In early 2009, Adelaide, South Australia was hit by a heat wave with temperatures reaching 40+ °C for six days in a row, while many rural areas experienced temperatures hovering around about mid 40s °C (mid 110s°F). Kyancutta on the Eyre Peninsula endured at least one day at 48 °C, with 46 and 47 being common in the hottest parts of the state. Melbourne, in neighbouring Victoria recorded 3 consecutive days over 43 °C (109 °F), and also recorded its highest ever temperature 8 days later in a secondary heatwave, with the mercury peaking at 46.4 °C (115.5 °F). During this heat wave Victoria suffered from large bushfires which claimed the lives of more than 210 people and destroyed more than 2,500 homes. There were also over half a million people without power as the heatwave blew transformers and the power grid was overloaded.

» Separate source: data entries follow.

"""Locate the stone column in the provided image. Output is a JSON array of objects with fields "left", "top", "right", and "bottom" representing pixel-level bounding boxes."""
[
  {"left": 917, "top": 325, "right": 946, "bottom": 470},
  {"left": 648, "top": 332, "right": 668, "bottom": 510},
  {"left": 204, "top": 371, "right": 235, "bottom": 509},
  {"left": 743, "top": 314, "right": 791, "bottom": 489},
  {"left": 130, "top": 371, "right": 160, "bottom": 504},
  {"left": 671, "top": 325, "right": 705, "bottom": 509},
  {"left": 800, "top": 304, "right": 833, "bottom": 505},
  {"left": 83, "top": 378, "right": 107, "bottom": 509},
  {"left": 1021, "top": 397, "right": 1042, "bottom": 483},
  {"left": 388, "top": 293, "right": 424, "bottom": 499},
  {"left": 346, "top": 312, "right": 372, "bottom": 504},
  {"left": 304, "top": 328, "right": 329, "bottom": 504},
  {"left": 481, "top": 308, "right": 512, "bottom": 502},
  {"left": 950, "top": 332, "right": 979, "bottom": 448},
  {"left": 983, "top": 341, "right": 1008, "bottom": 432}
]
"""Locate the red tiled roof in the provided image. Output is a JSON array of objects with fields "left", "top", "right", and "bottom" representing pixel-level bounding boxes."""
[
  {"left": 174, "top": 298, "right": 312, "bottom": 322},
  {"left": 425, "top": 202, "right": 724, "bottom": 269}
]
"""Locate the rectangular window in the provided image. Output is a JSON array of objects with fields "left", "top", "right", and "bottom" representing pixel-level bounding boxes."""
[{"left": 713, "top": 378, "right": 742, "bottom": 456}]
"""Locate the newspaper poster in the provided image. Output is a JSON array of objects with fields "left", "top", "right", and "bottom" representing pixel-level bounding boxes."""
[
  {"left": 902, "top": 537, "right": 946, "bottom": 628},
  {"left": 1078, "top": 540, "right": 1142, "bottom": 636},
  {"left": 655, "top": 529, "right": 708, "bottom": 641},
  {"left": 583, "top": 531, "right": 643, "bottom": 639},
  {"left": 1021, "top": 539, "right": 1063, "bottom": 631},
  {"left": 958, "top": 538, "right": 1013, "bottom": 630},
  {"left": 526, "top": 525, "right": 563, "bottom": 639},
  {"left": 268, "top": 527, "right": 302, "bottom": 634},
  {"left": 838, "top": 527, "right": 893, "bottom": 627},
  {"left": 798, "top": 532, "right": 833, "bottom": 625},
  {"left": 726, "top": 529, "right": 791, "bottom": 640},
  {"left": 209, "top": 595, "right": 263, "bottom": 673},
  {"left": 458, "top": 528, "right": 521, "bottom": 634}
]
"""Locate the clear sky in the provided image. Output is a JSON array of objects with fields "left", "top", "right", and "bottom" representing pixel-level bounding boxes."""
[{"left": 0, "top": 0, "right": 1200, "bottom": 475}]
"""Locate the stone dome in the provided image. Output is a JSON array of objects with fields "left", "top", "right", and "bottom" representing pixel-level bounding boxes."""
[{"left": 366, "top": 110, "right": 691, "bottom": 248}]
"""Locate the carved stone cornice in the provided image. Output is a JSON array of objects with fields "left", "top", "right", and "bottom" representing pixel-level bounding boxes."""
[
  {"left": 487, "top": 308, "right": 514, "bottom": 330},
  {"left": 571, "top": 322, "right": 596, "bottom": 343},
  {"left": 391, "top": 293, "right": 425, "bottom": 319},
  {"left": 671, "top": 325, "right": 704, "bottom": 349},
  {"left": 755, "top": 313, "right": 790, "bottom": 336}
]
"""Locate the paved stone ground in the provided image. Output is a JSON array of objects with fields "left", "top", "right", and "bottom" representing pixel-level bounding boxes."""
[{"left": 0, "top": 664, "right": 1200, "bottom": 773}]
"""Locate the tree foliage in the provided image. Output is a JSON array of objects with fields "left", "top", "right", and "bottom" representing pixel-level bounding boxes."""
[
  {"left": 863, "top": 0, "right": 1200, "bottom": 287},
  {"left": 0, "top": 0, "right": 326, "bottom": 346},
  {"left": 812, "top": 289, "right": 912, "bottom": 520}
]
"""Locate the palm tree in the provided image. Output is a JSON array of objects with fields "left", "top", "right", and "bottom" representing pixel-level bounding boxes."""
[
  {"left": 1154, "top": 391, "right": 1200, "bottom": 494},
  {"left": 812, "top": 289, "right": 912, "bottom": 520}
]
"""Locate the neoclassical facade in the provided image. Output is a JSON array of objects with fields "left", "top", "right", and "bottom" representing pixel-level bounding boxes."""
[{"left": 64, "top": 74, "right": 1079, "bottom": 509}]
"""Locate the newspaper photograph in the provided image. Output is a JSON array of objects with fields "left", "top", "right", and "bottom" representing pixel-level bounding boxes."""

That week in Adelaide was fucking mental.
 
Somewhere between 45 and 50 c in Greece, low humidity though.
Worst was around 40 with really high humidity in Turkey, that was really awfull, non stop sweating.
 
40's I can take as long as it is dry. Give me 37 with high humidity and I fold like a little child.

I certainly don't enjoy 40's (I think the highest I have ever experienced was 42-43), but yeah, my worst experience was this summer in Kyoto. 38 but downright drenching, it felt magnitutes worse than the 40's experiences.
 
Loving summer here in Sydney just like always.

Work at home all day long. Then at 5pm I drive down to the beach and go for a swim.
 
Greece 43-44 C. The sun was so bright even sunglasses didn't help. It was fucking blinding. But that was a one time thing. The really bad stuff, and this happens much more often, are the times you get 39-40 C and 85%+ humidity. Everyone is out of breath all the time. Seaside cities for the win. Everyone who moves to my town from another place in Greece spends at least one year sick from the humidity.
 
Scorching 40+ degree days in Townsville, Queensland (visiting family, both sides come from Townsville), and similarly hot temperatures when we were on holiday in Cairo.
 
I can take 40+ whatever no problem, but humidity kills me. Why the fuck are humans still so susceptible to it? Makes me wonder how people in humid countries were able to do ANYTHING in the past few thousand years.
 
The highest temp recorded on Earth was:

56.7 °C (134 °F) in Death Valley, USA

Fitting name?

I don't think that can be right. I'm positive Australia outback, middle east, and places like that can reach a possible 60-70c. 56c might be the highest average.
 
About 112F in SE Alabama during a heat wave, with 100% humidity. Hell on earth.

Even when it's not a heat wave I don't go outside during the summer here.